高齢者向けの靴を作りつづける徳武産業(香川県さぬき市)(→http://www.tokutake.co.jp/),地元密着で「お客さまが先,利益は後」の中央タクシー(長野市)(→http://www.chuotaxi.co.jp/),MEBO (Management Employee BuyOut:経営者と従業員が参加する会社買収)で親会社から独立した日本レーザー(新宿区)(→http://www.japanlaser.co.jp/),精神障がい者の雇用を実践しながら出版活動をしているラグーナ出版(鹿児島市)(→http://www.lagunapublishing.co.jp/),障がい者雇用に力を注ぎながら日本でいちばん大きなはんこ屋さんの大谷(新潟市)(→http://www.p-otani.co.jp/index.htm),件名工事から諸口工事に転換し「おたすけ隊」の島根電工(松江市)(→http://www.sdgr.co.jp/),「ノーと言わない究極のサービス」を目指し東日本大震災では仮埋葬・掘り起こしをした葬儀社・清月記(仙台市)(→http://www.seigetsuki.co.jp/)。いずれも感動と涙の物語が紡がれている。

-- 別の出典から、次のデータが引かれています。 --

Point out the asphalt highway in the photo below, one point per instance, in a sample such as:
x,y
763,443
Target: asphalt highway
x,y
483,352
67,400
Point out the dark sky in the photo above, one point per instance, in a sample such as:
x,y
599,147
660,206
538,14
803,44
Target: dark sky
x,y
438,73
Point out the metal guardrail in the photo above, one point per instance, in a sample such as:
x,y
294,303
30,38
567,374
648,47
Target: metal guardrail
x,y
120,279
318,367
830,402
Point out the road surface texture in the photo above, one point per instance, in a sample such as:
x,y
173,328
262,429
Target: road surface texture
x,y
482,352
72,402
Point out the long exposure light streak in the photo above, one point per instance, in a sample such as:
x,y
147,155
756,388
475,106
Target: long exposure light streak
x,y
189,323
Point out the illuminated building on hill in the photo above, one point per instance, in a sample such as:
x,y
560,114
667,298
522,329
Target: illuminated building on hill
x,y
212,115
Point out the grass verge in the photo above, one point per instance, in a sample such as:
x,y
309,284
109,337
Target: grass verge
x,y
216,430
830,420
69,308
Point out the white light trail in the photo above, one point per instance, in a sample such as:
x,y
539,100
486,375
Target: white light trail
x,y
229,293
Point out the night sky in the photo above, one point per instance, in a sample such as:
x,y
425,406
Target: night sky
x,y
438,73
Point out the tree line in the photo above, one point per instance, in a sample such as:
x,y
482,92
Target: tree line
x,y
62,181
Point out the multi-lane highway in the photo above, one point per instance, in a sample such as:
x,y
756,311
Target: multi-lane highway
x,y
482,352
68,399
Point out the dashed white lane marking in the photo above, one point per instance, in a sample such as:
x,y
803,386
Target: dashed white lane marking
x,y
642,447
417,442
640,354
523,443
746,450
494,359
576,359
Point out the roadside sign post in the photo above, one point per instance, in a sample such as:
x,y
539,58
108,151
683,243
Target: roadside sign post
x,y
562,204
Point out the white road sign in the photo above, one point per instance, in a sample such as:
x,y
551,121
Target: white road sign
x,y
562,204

「日本でいちばん大切にしたい会社」の表彰制度を作ったことを紹介している。過去5年以上にわたって,以下に該当していることが条件だ。①人員整理,会社都合による解雇をしていないこと,②下請け企業,仕入先企業へのコストダウンを強制していないこと,③障がい者雇用率が1.8%以上,④黒字経営(経常利益)であること,⑤重大な労働災害がないこと。
著者が紹介したい会社は600社を超えるそうだ。「人を大切にする経営」は着実に根付いている。